Again, we see that in a conflict between the rights of the individual and those of society, the latter take precedence. If there is a possibility of some danger to society, the court will not choose treatment at a clinic, but will rather instruct that the accused be hospitalized.
Issuing the Instruction for Hospitalization - Permission or Obligation?
I would like to conclude by discussing the obligation of the District Psychiatrist to order hospitalization of the accused. According to the law, the district psychiatrist may issue such an instruction if all the conditions stipulated by law are present, i.e. a mental patient whose illness impairs his faculty of judgment and who, as a result, presents a threat to society (either mental or physical). But even if the psychiatrist finds all these conditions to be fulfilled, the law determines that he is authorized to order hospitalization - authorized, not obligated. I find myself asking whether this is justified. Is the balance between the rights of the individual and those of society not being overstepped here? If all the severe conditions stipulated by law are found to be present, why is the psychiatrist not obligated to order hospitalization?

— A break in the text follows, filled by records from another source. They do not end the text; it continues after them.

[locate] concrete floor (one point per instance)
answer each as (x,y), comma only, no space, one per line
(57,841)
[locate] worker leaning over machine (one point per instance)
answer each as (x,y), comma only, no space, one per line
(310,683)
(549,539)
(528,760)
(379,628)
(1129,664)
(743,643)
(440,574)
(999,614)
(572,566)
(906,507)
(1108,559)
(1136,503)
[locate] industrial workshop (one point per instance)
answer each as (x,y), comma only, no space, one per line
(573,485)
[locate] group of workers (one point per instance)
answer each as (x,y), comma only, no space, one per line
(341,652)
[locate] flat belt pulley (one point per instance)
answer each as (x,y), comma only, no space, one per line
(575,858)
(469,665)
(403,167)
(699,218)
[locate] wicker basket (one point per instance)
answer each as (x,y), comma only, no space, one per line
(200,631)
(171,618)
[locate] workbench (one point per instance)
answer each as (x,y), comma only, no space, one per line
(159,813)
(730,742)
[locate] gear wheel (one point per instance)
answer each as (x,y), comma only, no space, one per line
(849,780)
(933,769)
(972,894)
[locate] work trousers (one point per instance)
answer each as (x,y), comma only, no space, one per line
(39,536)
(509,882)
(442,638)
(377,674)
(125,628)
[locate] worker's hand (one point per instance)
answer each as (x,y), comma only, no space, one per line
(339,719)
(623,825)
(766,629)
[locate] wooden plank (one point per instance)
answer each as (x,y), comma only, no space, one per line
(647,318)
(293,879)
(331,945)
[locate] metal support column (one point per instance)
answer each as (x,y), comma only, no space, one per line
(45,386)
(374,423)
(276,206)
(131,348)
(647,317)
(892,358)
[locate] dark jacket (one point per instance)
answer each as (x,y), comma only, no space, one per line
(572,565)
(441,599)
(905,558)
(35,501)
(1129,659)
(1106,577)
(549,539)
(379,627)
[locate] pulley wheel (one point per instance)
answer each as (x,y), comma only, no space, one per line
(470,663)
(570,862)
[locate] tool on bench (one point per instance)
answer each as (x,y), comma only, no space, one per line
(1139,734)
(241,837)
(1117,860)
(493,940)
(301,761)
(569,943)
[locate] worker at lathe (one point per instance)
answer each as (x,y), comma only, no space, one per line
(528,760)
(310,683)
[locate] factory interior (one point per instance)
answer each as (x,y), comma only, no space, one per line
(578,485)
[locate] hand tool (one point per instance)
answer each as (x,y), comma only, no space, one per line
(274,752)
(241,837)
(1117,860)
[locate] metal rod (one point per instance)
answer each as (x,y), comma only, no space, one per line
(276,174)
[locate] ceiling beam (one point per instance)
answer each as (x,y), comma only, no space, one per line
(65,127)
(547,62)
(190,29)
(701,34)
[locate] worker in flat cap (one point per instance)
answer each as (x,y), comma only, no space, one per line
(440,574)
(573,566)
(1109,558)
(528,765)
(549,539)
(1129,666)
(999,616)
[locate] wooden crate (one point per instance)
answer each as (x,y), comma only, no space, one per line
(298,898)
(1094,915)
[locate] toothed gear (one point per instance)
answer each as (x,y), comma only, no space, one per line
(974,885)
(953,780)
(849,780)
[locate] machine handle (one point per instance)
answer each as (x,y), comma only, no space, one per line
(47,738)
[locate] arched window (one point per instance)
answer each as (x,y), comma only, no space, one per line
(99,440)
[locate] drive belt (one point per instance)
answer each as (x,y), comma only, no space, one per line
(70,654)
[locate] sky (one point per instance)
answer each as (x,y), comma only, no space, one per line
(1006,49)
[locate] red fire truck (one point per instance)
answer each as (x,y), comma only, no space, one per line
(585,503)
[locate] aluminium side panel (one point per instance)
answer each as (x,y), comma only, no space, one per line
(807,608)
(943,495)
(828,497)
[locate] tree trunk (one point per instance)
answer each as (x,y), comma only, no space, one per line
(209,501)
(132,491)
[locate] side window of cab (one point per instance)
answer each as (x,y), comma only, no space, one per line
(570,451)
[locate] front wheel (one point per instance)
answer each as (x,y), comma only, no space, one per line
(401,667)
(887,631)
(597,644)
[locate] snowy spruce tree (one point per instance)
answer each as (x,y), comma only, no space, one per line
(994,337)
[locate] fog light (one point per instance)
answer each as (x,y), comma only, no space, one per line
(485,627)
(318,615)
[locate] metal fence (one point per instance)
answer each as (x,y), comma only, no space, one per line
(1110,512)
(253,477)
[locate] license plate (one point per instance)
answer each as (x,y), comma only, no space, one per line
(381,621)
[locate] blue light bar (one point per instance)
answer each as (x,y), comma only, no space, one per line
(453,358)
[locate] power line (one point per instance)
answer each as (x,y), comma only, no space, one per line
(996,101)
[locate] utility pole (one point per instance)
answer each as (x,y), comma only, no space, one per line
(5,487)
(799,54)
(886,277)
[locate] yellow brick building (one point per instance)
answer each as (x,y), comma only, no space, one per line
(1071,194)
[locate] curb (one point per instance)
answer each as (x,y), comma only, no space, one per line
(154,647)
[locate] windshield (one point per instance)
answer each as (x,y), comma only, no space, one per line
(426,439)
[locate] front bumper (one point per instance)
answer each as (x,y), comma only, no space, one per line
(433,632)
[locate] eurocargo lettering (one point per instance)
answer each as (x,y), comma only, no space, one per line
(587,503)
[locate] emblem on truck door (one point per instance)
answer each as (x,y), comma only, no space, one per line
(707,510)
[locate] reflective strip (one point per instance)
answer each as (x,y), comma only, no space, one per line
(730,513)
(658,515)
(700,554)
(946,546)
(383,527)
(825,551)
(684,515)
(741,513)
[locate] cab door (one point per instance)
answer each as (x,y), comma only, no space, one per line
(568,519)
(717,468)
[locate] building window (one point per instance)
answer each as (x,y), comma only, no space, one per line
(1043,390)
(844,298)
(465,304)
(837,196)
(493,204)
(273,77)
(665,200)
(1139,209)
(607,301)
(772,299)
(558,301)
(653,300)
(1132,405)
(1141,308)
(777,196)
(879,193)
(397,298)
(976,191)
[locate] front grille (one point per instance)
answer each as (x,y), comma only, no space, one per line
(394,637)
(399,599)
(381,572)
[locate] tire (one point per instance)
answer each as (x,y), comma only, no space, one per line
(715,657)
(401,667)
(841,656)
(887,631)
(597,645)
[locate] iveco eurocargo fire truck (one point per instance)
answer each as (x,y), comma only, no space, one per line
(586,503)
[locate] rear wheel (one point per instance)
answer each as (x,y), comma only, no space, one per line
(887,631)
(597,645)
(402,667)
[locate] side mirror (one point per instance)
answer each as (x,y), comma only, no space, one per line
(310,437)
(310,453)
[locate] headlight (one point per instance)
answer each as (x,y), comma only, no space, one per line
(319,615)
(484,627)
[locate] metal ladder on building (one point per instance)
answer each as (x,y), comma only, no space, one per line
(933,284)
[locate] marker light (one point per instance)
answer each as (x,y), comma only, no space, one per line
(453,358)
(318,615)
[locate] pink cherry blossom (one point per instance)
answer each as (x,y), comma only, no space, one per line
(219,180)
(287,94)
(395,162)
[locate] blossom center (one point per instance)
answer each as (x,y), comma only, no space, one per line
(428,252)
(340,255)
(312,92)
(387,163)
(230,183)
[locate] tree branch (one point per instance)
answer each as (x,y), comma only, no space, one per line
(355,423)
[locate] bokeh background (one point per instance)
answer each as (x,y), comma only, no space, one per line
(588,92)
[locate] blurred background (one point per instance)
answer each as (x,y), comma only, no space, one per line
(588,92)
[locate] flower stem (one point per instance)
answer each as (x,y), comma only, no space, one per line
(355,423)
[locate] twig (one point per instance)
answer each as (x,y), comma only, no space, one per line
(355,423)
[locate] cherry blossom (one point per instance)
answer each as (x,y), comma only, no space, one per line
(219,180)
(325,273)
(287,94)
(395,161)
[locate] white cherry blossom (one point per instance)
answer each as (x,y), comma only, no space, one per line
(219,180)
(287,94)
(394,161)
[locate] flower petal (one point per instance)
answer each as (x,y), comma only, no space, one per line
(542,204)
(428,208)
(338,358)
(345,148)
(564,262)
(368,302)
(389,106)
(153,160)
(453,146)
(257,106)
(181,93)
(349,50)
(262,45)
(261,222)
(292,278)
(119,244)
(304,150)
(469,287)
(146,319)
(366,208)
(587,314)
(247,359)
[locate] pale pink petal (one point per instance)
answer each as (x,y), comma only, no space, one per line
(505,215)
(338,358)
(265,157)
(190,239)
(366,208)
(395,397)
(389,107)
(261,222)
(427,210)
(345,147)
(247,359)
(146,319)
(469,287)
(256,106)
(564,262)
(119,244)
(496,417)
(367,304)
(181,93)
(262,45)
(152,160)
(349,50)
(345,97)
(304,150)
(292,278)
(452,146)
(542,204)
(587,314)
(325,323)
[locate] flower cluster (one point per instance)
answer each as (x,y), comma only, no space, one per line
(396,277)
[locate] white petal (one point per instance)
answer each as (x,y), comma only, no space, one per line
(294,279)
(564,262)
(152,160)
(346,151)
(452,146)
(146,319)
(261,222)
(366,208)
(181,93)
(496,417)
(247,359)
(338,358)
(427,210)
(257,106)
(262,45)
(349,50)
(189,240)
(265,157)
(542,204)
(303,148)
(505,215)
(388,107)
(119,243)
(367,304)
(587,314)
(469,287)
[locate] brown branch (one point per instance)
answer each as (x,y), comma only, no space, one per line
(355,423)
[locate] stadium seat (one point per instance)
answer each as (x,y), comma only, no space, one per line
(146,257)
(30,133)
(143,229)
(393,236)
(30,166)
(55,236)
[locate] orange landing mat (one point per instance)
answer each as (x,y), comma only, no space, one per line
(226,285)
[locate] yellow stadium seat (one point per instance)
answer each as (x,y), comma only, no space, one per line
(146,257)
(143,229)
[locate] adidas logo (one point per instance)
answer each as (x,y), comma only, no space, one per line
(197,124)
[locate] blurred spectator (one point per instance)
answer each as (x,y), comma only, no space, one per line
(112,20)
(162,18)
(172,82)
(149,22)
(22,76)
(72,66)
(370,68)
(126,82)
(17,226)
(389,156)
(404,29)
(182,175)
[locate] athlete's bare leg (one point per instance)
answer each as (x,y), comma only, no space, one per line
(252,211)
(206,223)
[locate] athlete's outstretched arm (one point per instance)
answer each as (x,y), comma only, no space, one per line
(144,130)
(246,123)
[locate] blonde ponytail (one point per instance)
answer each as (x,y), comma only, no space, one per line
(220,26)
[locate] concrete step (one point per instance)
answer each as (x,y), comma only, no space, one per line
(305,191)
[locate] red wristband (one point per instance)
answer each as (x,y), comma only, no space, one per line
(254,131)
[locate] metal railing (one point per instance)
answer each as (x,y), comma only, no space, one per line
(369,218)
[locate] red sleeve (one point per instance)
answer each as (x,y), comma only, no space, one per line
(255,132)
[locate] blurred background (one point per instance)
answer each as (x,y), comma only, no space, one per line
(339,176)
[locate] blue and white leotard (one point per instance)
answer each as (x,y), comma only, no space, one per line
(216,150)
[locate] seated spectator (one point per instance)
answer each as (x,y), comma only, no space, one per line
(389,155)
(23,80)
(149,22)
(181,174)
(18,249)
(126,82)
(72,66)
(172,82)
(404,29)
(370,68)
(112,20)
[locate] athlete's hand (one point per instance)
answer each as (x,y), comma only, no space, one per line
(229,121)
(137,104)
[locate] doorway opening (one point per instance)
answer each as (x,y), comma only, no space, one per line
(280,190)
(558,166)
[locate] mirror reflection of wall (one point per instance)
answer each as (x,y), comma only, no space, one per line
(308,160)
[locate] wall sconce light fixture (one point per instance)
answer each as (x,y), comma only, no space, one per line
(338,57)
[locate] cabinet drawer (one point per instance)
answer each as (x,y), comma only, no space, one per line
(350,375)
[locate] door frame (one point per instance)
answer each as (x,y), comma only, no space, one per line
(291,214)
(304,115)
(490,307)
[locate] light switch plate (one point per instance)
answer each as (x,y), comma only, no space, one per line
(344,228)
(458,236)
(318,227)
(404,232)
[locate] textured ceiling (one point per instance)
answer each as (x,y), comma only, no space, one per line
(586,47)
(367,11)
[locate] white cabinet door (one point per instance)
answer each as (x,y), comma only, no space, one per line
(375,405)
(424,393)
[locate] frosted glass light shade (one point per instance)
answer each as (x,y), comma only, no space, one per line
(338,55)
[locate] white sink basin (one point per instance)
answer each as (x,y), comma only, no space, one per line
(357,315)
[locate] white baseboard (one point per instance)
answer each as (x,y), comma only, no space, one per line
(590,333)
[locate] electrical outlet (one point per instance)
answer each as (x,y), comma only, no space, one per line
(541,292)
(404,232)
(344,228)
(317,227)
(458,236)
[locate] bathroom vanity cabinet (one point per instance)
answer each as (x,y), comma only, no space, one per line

I believe that this is very important because it is quite natural that when the psychiatrist has to decide whether or not to instruct that the patient be hospitalized, he sees first and foremost the patient standing before him, and his opposition to being hospitalized. Society is an abstract body, far away and vague, while the patient is tangible and close. It is only natural that he inclines more towards the interests of the patient than towards those of society. The District Psychiatrist may also fear that if he orders hospitalization, he may be faced at some later stage with a lawsuit with the patient claiming that he was unnecessarily hospitalized.
And so there is a possibility that for the above reasons the District Psychiatrist will allow the rights of the patient to take precedence over those of society thereby endangering the
latter. Remember, we are speaking here only of a patient whose illness is clear; it is affecting his faculty of judgment, it has harmed his ability to understand, and it makes him dangerous. In such cases I would say that the psychiatrist should be obligated to hospitalize him. Following the hospitalization, the Psychiatric Council may release him if they find that the danger has lessened or that the problem may be solved in a different way.
I have attempted to present a survey of the rights and obligations laid down in the new Act. There can be no doubt that this law has made considerable progress in the direction of protecting the rights of the individual mental patient, and for this it deserves our praise. However, I have the feeling that the law treats the balance between the individual's rights and those of society in a way that leans in favor of the individual, and attention must be paid to this point too.